Why Nations and Terrorists Seek Robust, Capable Missiles
By William Tucker
Contributor, In Homeland Security
North Korea recently launched three missiles successfully from a submarine. This successful launch represents a marked improvement in North Korean military capabilities.
Shortly after news of the launch went international, a colleague asked me why so many nations – even those with large militaries – pursue robust missile capabilities. North Korea, Iran, China and even some no-state actors are classic examples of why nations and terrorist groups want missiles.
Today’s Missile Designs Originated with World War II’s V2 Rocket
Many missile designs used today by third-world nations, and even missiles sold by China, have their roots in Germany’s V2 rocket. The Nazi regime that ran Germany during World War II used V2 rockets to launch numerous assaults on London. The V2 rockets weren’t the most accurate weapons, but they managed to hit London consistently.
The V2 rockets couldn’t hit specific buildings crucial to the British war effort, but they sufficiently terrorized the British population. Even today, rockets and missiles employed by developing nations aren’t the most accurate of weaponry. But some developers have managed to use rudimentary inertial guidance systems, while others have come to rely on the sheer number of missiles they own.
Other Countries Use Missiles, Less Expensive Technology for Effective Defense
North Korea, Iran and China developed many of their military capabilities in response to the overwhelming United States military machine. While these countries cannot hope to compete directly with United States military capabilities, they rely on asymmetric means instead.
For instance, it’s expensive for these nations to develop many of the products that the U.S. military uses. Instead of keeping pace with the U.S. military, these nations rely on less expensive technologies.
Missiles fill that void, but they also allow for using fewer forward deployed troops or front-line manned systems that are within easy reach of U.S. air or naval fire. As these nations continue to develop anti-access or area denial defenses, missiles en masse will play an important role in coastal defense.
Firing a missile, even a lot of them, is also significantly less expensive than developing and fielding a missile defense system. This fact has not been lost on Russia, either.
Russia is more advanced militarily than North Korea, Iran or China, but that doesn’t stop Russia from being pragmatic. Russia is fully funding supersonic missiles to defeat U.S. missile defense systems in Europe — not just in missile capability, but in sheer numbers as well.

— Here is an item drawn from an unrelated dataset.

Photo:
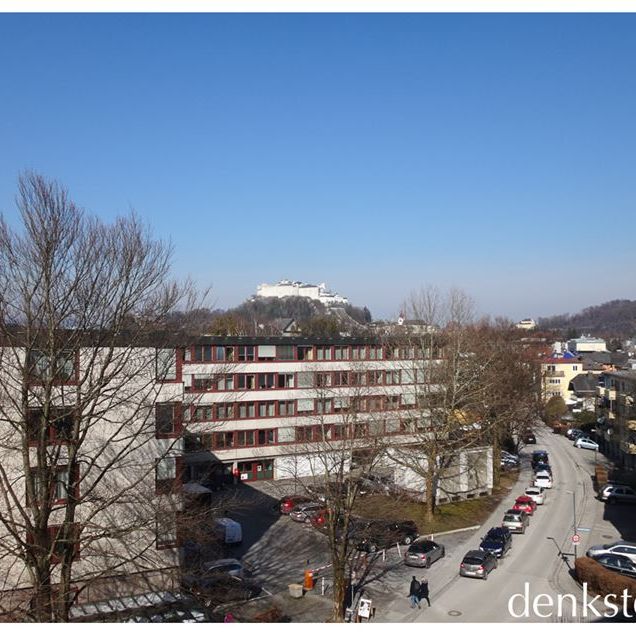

Another advantage gained by having a robust missile defense is the ability for strategic capability with nuclear weapons. North Korea, Iran and China do not possess heavy bombers capable of carrying a nuclear weapon. These countries must rely on land-based missile systems, or in some cases, submarine launches. China has had a nuclear program and a capable delivery system for quite some time, while North Korea only recently joined the nuclear club.
This nuclear readiness is an important distinction between these two countries. North Korea has only just managed to detonate a nuclear device and they do not yet have the capability of delivering it anywhere. North Korea has shown a continued drive over the last few years to develop a reliable missile that can be launched from either land or sea assets.
Iran has cold-tested a nuclear device (they have tested the components without fuel so there was no detonation). However, Iran struggles to develop a reliable missile for delivering a nuclear payload.
The 2007 National Intelligence Estimate, declassified by the U.S. government, states that Iran had ceased working on their nuclear program. This stoppage was due in part to threats made by Washington and Israel to bomb the nuclear facilities before Iran could ever get to that point.
Not wanting to tip its hand about its nuclear capabilities, Iran decided to suspend work on their nuclear program until they had a functioning missile delivery system. Iran wanted to develop a weapon that was actually deliverable, so Iran could deter any offensive military action undertaken by Israel or the United States.
Missile Acquisition Vital to Terrorist Groups
Nation-states are not the only ones that seek to possess a robust missile capability. Terrorist groups such as Hezbollah and Hamas both employ missiles regularly and effectively against Israel. In some cases, these groups developed their missiles and rockets in somebody’s garage.
With increasing support from Iran, both of these terror groups gained access to more capable munitions. For instance, Hezbollah acquired SCUD missiles from Iran. Because the missiles were difficult to transport covertly, Israel destroyed these systems in several airstrikes.
Missile Effectiveness Not Dependent on High Costs
Missiles and even more rudimentary rockets still have a place on today’s battlefield. Not every weapon system needs to be a multi-billion dollar investment to be effective.
Military development of new technologies typically stems from the unique needs of nations pursuing various missile technologies. As missile acquisition and delivery programs continue to develop in North Korea, Iran, China and terrorist groups, the U.S. military and its allies will need to carefully monitor these missile-related activities.